As the global race to find a vaccine for the coronavirus heats up, British researchers say immunizations may be more effective if delivered through a nasal spray as opposed to an injection, reports said.
Scientists from Oxford University and Imperial College London — who are currently undergoing human trials of COVID-19 vaccines administered through an injection — are planning to launch a second wave of studies looking into “mucosal immunization,” the Daily Mail reported.
“At the moment most of the vaccines are being delivered by conventional intramuscular injection… The reason is that’s the easiest and fastest to get off the starting blocks and into studies.

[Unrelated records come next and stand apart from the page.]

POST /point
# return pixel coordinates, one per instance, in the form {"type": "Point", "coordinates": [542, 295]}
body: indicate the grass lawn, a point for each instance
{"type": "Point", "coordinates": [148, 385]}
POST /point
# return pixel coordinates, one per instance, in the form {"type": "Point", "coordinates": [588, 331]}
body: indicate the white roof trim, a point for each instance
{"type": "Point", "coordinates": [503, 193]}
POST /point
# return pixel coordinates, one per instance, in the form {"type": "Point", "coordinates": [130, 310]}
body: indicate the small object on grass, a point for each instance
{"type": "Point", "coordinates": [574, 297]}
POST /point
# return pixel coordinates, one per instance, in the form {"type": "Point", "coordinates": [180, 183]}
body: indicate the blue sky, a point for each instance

But a number of us [are] interested in looking at mucosal immunization, as well,” Professor Robin Shattock, an immunologist at Imperial, told the UK House of Commons Science and Technology Committee.

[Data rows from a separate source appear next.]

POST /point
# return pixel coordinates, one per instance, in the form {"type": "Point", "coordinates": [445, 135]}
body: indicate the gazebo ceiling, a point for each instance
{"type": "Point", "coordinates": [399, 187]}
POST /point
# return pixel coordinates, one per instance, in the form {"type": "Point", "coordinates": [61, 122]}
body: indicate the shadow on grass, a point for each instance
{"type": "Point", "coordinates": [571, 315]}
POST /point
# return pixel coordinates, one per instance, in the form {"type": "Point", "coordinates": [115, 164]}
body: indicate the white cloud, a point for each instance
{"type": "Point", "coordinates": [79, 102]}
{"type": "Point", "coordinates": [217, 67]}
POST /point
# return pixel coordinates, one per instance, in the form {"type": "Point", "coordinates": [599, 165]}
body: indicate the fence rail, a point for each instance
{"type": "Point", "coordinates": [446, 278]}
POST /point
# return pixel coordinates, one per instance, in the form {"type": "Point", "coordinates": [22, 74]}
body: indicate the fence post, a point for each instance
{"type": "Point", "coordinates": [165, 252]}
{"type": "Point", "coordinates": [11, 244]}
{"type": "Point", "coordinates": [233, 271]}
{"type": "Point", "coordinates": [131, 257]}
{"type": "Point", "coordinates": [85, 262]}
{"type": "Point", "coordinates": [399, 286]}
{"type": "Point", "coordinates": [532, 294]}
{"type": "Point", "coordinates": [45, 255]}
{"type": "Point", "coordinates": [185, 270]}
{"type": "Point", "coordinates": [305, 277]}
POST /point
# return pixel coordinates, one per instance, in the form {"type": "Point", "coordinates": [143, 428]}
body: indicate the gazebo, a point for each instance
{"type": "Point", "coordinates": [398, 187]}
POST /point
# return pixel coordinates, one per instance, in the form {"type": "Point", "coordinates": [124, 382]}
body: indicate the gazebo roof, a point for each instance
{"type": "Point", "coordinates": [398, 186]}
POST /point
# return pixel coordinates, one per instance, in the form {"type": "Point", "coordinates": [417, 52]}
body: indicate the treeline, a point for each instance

“And certainly [Oxford’s] Professor Gilbert and myself are already in discussion as to how we might be able to move that as a second wave of clinical study.”
Sarah Gilbert, a professor of vaccinology at Oxford, added vaccines delivered orally or nasally “would have much stronger mucosal response,” which is “probably really important in the protection against respiratory pathogens.”
However, Gilbert said it’s “very difficult to study and we’re not yet very good at measuring it.”
“But, as Professor Shattock said, we’re very interested in looking at delivery to the respiratory tract, either intranasal delivery [via a nasal spray] or aerosol delivery [using an inhaler],” Gilbert said, according to the Daily Mail.
“This takes the vaccine itself right down into the lungs where it can access the same tissue that would be reached by the virus infection.”
In addition, elderly people, who are most at risk from dying of COVID-19, don’t respond to traditional vaccines as well as younger, healthier people do but could respond better with a mucosal immunization because it directly protects the lungs, the outlet reported.
Currently, Oxford is leading the charge for a COVID-19 cure and their vaccine is currently being tested on more than 10,000 people in Britain, Brazil and South Africa, the outlet reported.